I've been a Giants fan my entire life (Thanks, Dad), but I'm not sure I can bring myself to watch the game tomorrow.

Tuesday, January 10, 2012

New Blog, Old Blog

I know, I know. I'm a crappy blogger. I only posted 18 times in 2011, which means I posted, on average, 1.5 times per month. I can't -- or won't -- promise to be better this year, at least not here. I love this blog with all my heart, but I've been cheating on it with a newer blog. But I have a good reason. Really.

You see, we're having a baby. And, as we're wont to do, we decided to start writing about it at The OliRue Baby Blog. If you miss me, or even if you're just curious, you should probably check the new site out.

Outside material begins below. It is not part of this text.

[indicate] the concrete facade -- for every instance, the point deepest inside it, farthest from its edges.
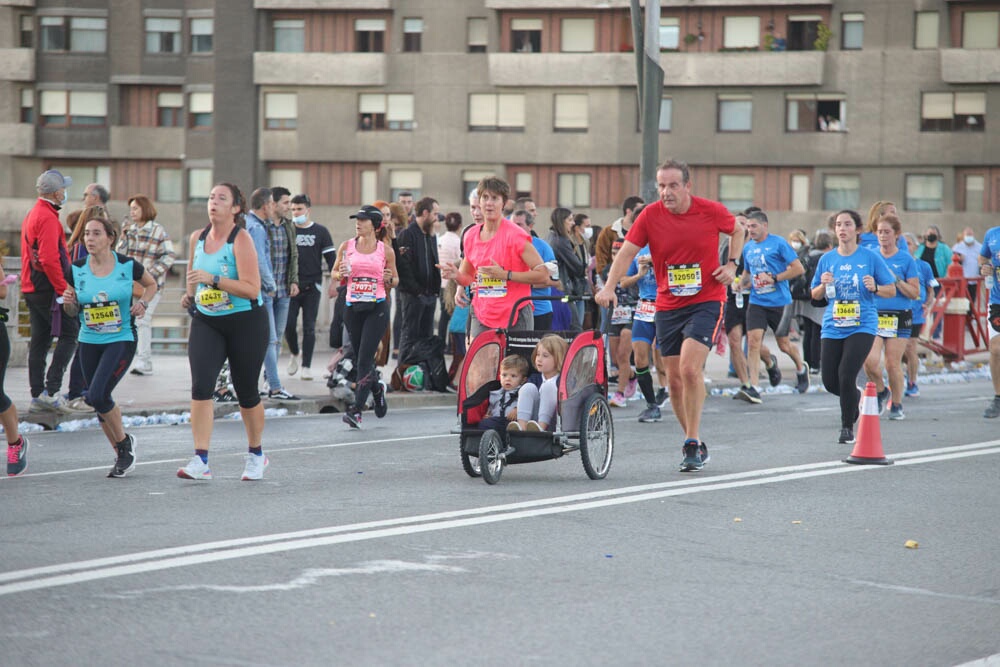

On occasion, I will still update here with non-pregnancy and non-baby related items. And then, there's always Tumblr, where I share random nonsense from the internet, perhaps more frequently than is called for.

Monday, December 19, 2011

On how we met

Everyone keeps asking me how I met my husband. It's a tough question, because I don't actually remember meeting him.

We met in middle school, when I first moved from New Jersey to Florida at the beginning of the 8th grade. I mostly remember him from the bus, when he was sitting next to the boy who set my friend's hair on fire. On that same bus, later in the school year, he taught me the ingredients in a screwdriver.

I also remember him from classes -- mostly English classes -- both in middle school and high school. In 9th grade gifted English, he sat in front of me and had long hair that he would flip onto my desk. I had a brief crush on him -- but my crushes were always transitory, fleeting things.

We were always friends: we traveled in somewhat different circles, and we weren't particularly close friends, but I can honestly say that we always liked each other. (In retrospect, it's a little puzzling to both of us that we weren't closer friends when we were younger.) And then we left school and went in completely different directions, but somehow, 23 years later, we wound up here, together -- and now, married.

It's a pretty remarkable story, even if I can't remember the very beginning.